Pescara, corruzione negli appalti della sanità: indagati Sospiri e Febbo

Pescara, corruzione negli appalti della sanità: indagati Sospiri e Febbo

Le forze dell’ordine hanno eseguito sequestri e acquisizioni di cellulari e documenti nei confronti del presidente del Consiglio regionale Lorenzo Sospiri e del consigliere regionale Mauro Febbo, entrambi indagati nell’ambito dell’inchiesta della Procura di Pescara che a metà aprile ha riguardato l’imprenditore della sanità Vincenzo Marinelli e altre persone per reati che vanno dalla corruzione alla turbativa d’asta. I due esponenti politici sono indagati assieme ad altri tredici: la Procura ha messo nel mirino appalti sia nella sanità che nella fornitura di altri servizi.

Marinelli, 85 anni, ex dirigente storico della nazionale di calcio under 21 e presidente onorario del Pescara, è indagato anche per associazione per delinquere assieme alla figlia e cinque dipendenti della sua società. Febbo, ex assessore regionale alle attività produttive e al turismo, è indagato per corruzione; Sospiri per corruzione e associazione per delinquere. È quanto riporta l’Ansa.

“Questa mattina ho ricevuto un avviso di garanzia nel quale mi si addebitano rapporti con lo stesso imprenditore Marinelli per assunzioni e finanziamenti che avrebbero dovuto avere presunte ricadute elettorali – ha dichiarato Sospiri – Mi è stato chiesto di consegnare il mio Iphone per consentire approfondimenti d’indagine su presunte conversazioni e ovviamente l’ho affidato nelle mani degli inquirenti. Ora attendo fiducioso l’esito di tali verifiche con estrema serenità sia sul versante delle presunte assunzioni sia su quello dei presunti finanziamenti elettorali”.

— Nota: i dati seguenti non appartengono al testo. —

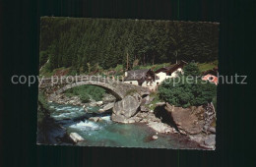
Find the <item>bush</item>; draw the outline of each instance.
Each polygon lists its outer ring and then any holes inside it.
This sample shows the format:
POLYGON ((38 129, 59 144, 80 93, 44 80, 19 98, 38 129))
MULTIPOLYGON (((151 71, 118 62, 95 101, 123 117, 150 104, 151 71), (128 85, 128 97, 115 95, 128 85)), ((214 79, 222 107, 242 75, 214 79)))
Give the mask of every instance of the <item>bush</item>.
POLYGON ((207 104, 216 96, 216 84, 201 79, 186 82, 186 77, 182 76, 184 82, 175 81, 177 79, 167 79, 159 87, 160 97, 164 101, 181 107, 199 106, 207 104))
POLYGON ((189 63, 184 67, 184 75, 185 76, 200 76, 200 71, 197 67, 196 63, 189 63))

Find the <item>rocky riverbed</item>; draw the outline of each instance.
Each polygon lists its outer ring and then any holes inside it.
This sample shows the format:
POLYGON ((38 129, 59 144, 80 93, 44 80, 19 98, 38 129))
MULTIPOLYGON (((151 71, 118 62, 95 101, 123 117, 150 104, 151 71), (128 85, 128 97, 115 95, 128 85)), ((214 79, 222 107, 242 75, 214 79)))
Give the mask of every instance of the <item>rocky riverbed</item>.
MULTIPOLYGON (((84 106, 84 108, 98 106, 100 107, 99 113, 112 111, 111 120, 114 122, 122 124, 142 123, 159 135, 180 134, 206 149, 215 149, 216 113, 213 105, 182 108, 161 102, 157 104, 155 110, 150 110, 145 106, 149 105, 153 99, 148 96, 147 99, 142 99, 138 103, 134 98, 137 97, 129 95, 122 101, 115 103, 115 97, 106 94, 102 101, 91 100, 90 103, 83 103, 78 96, 67 97, 65 94, 59 94, 53 99, 53 102, 84 106)), ((97 116, 91 117, 89 120, 96 123, 102 122, 102 119, 97 116)), ((155 135, 154 139, 158 139, 158 135, 155 135)))

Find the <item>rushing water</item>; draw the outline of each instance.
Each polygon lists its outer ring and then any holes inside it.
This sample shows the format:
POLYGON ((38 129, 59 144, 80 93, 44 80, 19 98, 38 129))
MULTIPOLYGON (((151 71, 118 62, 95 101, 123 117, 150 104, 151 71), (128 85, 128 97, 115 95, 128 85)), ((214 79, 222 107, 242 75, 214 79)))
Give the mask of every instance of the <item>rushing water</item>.
MULTIPOLYGON (((93 122, 87 119, 90 114, 85 114, 80 106, 49 105, 53 109, 51 117, 64 126, 68 134, 75 132, 85 139, 79 145, 201 149, 197 143, 178 134, 159 134, 159 139, 154 140, 152 136, 156 132, 145 124, 114 123, 110 120, 110 115, 101 115, 102 121, 93 122)), ((88 110, 96 112, 98 108, 89 107, 88 110)))

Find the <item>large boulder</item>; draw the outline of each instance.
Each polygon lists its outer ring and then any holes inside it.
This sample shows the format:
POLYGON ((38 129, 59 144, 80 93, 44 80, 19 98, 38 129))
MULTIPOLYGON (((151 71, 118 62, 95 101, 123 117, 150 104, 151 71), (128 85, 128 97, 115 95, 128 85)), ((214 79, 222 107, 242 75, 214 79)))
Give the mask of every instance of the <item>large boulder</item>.
POLYGON ((127 123, 126 120, 137 113, 140 104, 138 94, 125 96, 121 101, 114 104, 111 120, 119 123, 127 123))
POLYGON ((77 133, 71 133, 69 135, 70 139, 74 141, 74 142, 78 142, 78 141, 82 141, 85 140, 80 135, 78 135, 77 133))
POLYGON ((188 135, 199 134, 205 125, 203 106, 182 108, 166 103, 165 110, 169 113, 173 123, 180 132, 188 135))

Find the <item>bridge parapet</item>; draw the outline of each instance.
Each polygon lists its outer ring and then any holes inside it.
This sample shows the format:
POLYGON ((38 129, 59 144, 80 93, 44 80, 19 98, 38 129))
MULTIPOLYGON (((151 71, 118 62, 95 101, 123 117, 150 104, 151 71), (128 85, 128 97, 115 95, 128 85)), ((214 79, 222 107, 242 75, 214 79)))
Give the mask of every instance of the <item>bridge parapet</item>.
POLYGON ((39 91, 48 97, 55 96, 65 90, 84 84, 97 85, 113 94, 118 100, 128 93, 136 92, 141 96, 150 93, 150 89, 140 85, 125 84, 123 81, 114 81, 100 76, 52 77, 40 81, 39 91))

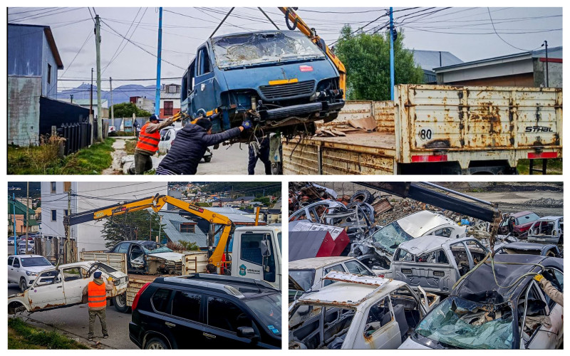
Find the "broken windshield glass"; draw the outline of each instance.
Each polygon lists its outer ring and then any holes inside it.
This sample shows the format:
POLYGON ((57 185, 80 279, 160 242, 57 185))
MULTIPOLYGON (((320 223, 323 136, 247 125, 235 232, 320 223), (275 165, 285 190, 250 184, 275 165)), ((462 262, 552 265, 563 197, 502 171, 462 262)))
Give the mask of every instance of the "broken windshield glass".
POLYGON ((383 250, 390 254, 394 254, 398 245, 413 239, 395 221, 386 225, 372 235, 374 244, 379 244, 383 250))
POLYGON ((251 66, 299 58, 324 58, 322 51, 299 32, 245 33, 212 41, 219 68, 251 66))
POLYGON ((415 332, 455 347, 510 349, 512 328, 512 310, 507 304, 481 304, 450 297, 426 315, 415 332))

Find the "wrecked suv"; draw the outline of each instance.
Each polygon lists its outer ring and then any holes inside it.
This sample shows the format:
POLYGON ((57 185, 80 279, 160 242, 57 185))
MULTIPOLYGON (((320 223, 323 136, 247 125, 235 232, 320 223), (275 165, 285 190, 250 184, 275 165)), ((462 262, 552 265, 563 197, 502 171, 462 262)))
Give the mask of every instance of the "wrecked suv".
POLYGON ((331 271, 289 307, 289 349, 395 349, 437 295, 392 279, 331 271))
POLYGON ((333 120, 344 105, 336 68, 299 31, 214 37, 196 53, 182 77, 182 110, 192 118, 215 114, 212 132, 248 119, 266 132, 314 133, 314 121, 333 120))

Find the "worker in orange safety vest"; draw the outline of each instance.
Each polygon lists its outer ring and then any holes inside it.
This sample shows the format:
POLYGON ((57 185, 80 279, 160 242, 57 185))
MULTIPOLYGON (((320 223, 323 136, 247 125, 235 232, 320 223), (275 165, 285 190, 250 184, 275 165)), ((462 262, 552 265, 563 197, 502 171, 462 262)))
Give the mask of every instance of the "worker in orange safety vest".
POLYGON ((86 299, 87 299, 87 303, 89 305, 89 333, 87 334, 89 341, 93 340, 95 319, 98 316, 99 317, 99 321, 101 322, 103 338, 106 339, 109 337, 109 333, 107 331, 105 309, 107 308, 107 292, 113 290, 113 286, 111 286, 113 278, 110 276, 108 278, 108 282, 107 283, 105 283, 101 278, 101 272, 97 271, 93 273, 93 280, 89 282, 83 288, 83 301, 85 303, 86 299))

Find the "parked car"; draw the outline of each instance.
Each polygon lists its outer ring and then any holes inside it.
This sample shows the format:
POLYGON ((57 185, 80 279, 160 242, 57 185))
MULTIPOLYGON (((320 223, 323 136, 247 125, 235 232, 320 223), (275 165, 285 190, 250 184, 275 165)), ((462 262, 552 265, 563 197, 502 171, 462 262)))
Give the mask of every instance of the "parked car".
POLYGON ((506 215, 499 225, 499 234, 502 235, 511 235, 519 239, 527 238, 525 234, 532 223, 540 219, 540 216, 532 211, 519 211, 506 215))
POLYGON ((390 269, 396 248, 404 241, 427 235, 452 239, 465 237, 466 226, 437 213, 422 210, 398 219, 370 237, 352 244, 351 256, 372 270, 390 269))
POLYGON ((24 292, 32 285, 38 273, 48 267, 51 267, 51 263, 43 256, 9 256, 8 283, 18 283, 24 292))
POLYGON ((376 276, 374 272, 353 257, 314 257, 290 261, 289 286, 293 283, 297 286, 289 287, 289 303, 309 289, 311 291, 318 290, 332 283, 332 281, 322 279, 331 271, 376 276))
POLYGON ((529 229, 527 239, 531 242, 564 243, 564 218, 544 216, 539 219, 529 229))
POLYGON ((121 241, 107 252, 127 254, 129 273, 181 274, 182 253, 148 240, 121 241), (159 263, 152 263, 153 261, 159 263))
POLYGON ((392 277, 412 287, 447 294, 489 253, 477 239, 427 236, 403 242, 394 253, 392 277))
POLYGON ((8 297, 8 314, 21 311, 33 313, 81 303, 83 288, 93 281, 92 275, 100 271, 103 278, 113 278, 113 289, 107 298, 127 290, 128 276, 97 261, 66 263, 48 267, 38 273, 28 289, 8 297))
POLYGON ((557 349, 563 308, 533 279, 542 273, 564 292, 561 258, 495 255, 453 289, 400 349, 557 349))
MULTIPOLYGON (((158 143, 158 152, 161 155, 166 155, 170 150, 174 139, 176 138, 176 133, 181 130, 180 127, 170 126, 160 130, 160 142, 158 143)), ((209 148, 206 149, 204 154, 204 162, 212 161, 212 153, 209 148)))
POLYGON ((331 121, 344 106, 338 71, 299 31, 219 36, 196 53, 182 80, 182 111, 192 118, 217 112, 214 132, 237 127, 244 118, 265 132, 287 135, 301 122, 314 132, 314 121, 331 121))
POLYGON ((289 307, 289 349, 395 349, 440 297, 405 282, 331 271, 289 307))
POLYGON ((160 277, 135 297, 129 337, 141 349, 280 349, 281 303, 263 281, 160 277))
POLYGON ((562 257, 558 246, 533 242, 512 242, 496 250, 496 253, 524 254, 562 257))

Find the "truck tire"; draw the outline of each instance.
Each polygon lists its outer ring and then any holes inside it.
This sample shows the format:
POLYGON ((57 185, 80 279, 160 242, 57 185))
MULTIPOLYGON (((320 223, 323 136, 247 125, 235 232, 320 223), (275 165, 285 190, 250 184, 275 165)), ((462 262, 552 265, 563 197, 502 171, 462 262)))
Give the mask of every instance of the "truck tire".
POLYGON ((20 286, 20 290, 21 290, 22 293, 24 293, 24 290, 26 290, 26 289, 28 289, 28 284, 26 283, 26 278, 24 278, 24 277, 22 277, 21 278, 20 278, 20 283, 19 283, 19 286, 20 286))
POLYGON ((127 305, 127 293, 124 293, 120 295, 115 295, 113 298, 113 304, 115 309, 119 313, 128 313, 130 307, 127 305))
POLYGON ((361 201, 363 203, 372 204, 374 202, 374 196, 368 190, 357 190, 351 197, 351 203, 361 201))

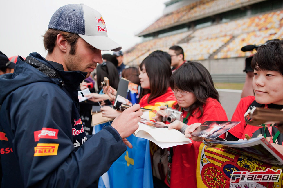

All’ex assessore Mauro Febbo, indagato per corruzione, sarebbe contestato di aver ricevuto denaro “e altre erogazioni” per “l’impegno a far bandire la gara per l’esecuzione del project financing per la realizzazione del nuovo polo oncologico dell’ospedale di Chieti”. “Sono basito – è il commento del legale di Febbo, Massimo Cirulli – conoscendo bene il consigliere regionale chiederò che venga ascoltato dai pm il prima possibile, al buio, immediatamente”.